Plate II: All of London society came out to see the spectacle of Johnson's fortnightly quote-offs, in which the Doctor would invite all challengers to engage him in an "aphoristic Duel."

On Christopher Columbus, Genocider:
"The age being now past of vagrant excursion and fortuitous hostility, he was under the necessity of travelling from court to court, scorned and repulsed as a wild projector, an idle promiser of kingdoms in the clouds; nor has any part of the world yet had reason to rejoice that he found, at last, reception and employment."

On cucumbers:
"It has been a common saying of physicians in England, that a cucumber should be well sliced, and dressed with pepper and vinegar, and then thrown out, as good for nothing."

Plate III: At one of Sir Joshua Reynolds' famous soirees, during which Johnson was known to spout witty sayings randomly, now thought to be a symptom of his possible Tourette Syndrome.

On (Internet?) news:
"To us, who are regaled every morning and evening with intelligence, and are supplied from day to day with materials for conversation, it is difficult to conceive how man can consist without his news, or to what entertainment companies can assemble, in those wide regions of the earth that have neither Chronicles nor Magazines, neither Gazettes nor Advertisers, neither Journals nor Evening-Posts."

On sex:
Boswell: "So then, Sir, you would allow of no irregular intercourse whatever between the sexes?"

Johnson: "To be sure I would not, Sir. I would punish it much more than is done, and so restrain it. In all countries there has been fornication, as in all countries there has been theft; but there may be more or less of the one, as well as the other, in proportion to the force of law. All men will naturally commit fornication, as all men will naturally steal. And, Sir, it is very absurd to argue, as has been often done, that prostitutes are necessary to prevent the violent effects of appetite from violating the decent order of life; nay, should be permitted, in order to preserve the chastity of our wives and daughters."
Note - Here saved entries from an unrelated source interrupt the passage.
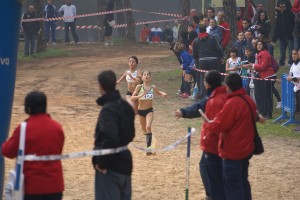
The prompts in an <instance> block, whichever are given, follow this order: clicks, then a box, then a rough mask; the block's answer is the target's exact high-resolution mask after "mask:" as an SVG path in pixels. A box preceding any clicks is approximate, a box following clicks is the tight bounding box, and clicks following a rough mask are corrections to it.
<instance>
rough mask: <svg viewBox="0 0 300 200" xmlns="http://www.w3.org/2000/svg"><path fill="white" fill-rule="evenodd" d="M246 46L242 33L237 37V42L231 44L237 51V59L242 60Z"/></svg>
mask: <svg viewBox="0 0 300 200" xmlns="http://www.w3.org/2000/svg"><path fill="white" fill-rule="evenodd" d="M246 44H247V43H246V40H245V35H244V33H243V32H240V33H239V34H238V36H237V40H236V41H235V42H234V43H233V48H235V49H237V56H238V57H240V58H243V56H244V49H245V47H246Z"/></svg>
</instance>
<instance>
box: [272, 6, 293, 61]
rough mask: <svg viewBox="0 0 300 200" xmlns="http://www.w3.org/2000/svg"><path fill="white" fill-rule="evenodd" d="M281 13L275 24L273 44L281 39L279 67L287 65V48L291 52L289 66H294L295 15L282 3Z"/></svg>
mask: <svg viewBox="0 0 300 200" xmlns="http://www.w3.org/2000/svg"><path fill="white" fill-rule="evenodd" d="M279 7H280V12H279V13H278V15H277V18H276V22H275V30H274V35H273V39H272V42H276V41H277V39H279V48H280V59H279V65H280V66H284V65H285V58H286V48H287V47H288V50H289V54H288V55H289V59H288V64H289V65H291V64H292V50H293V46H294V41H293V40H294V37H293V30H294V15H293V13H292V12H291V10H288V9H287V6H286V3H283V2H282V3H280V6H279Z"/></svg>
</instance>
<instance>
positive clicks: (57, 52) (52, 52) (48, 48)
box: [18, 47, 70, 61]
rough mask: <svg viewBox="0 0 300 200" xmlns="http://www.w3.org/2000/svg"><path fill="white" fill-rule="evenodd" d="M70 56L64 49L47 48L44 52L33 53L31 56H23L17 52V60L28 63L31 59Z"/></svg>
mask: <svg viewBox="0 0 300 200" xmlns="http://www.w3.org/2000/svg"><path fill="white" fill-rule="evenodd" d="M69 55H70V54H69V53H68V52H66V51H65V50H64V49H58V48H52V47H48V48H47V50H46V51H43V52H39V53H35V54H33V55H31V56H25V55H24V52H23V51H19V53H18V59H19V60H21V61H28V60H30V59H33V58H52V57H61V56H69Z"/></svg>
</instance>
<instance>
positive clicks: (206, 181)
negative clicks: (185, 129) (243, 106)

Plate IV: Johnson, despite severe farsightedness, refused to adopt spectacles, saying that a man of character needs glasses like a "fish needs a velocipede."

On smoking:
"Smoking has gone out. To be sure, it is a shocking thing, blowing smoke out of our mouths into other people's mouths, eyes, and noses, and having the same thing done to us. Yet I cannot account, why a thing which requires so little exertion, and yet preserves the mind from total vacuity, should have gone out."

On taverns:
"As soon as I enter the door of a tavern, I experience an oblivion of care, and a freedom from solicitude. When I am seated, I find the master courteous, and the servants obsequious to my call; anxious to know and ready to supply my wants. Wine there exhilarates my spirits, and prompts me to free conversation and an interchange of discourse with those whom I most love. I dogmatise and am contradicted, and in this conflict of opinion and sentiments I find delight."

Plate V: A man of many eccentricities, Johnson always held his hand in a permanent wave of greeting when walking in publick.

On women preaching:
"Sir, a woman's preaching is like a dog's walking on his hind legs. It is not done well; but you are surprised to find it done at all."

And, finally, on exercise:
"Exercise! I never heard that he used any. He might, for aught I know, walk to the alehouse; but I believe he was always carried home again."

Plate VI: Johnson wrote much of his celebrated Dictionary at several poorly-constructed desks in his London house.

Everyone here at the Cabinet (me) hopes that you enjoy these Grade-A aphorisms and use them liberally in the presence of your cohort. Remember, no one is as popular as the tweedy dude in the corner spouting arcane quotes. As Johnson probably did not say, "the road to Hell is paved with good intentions."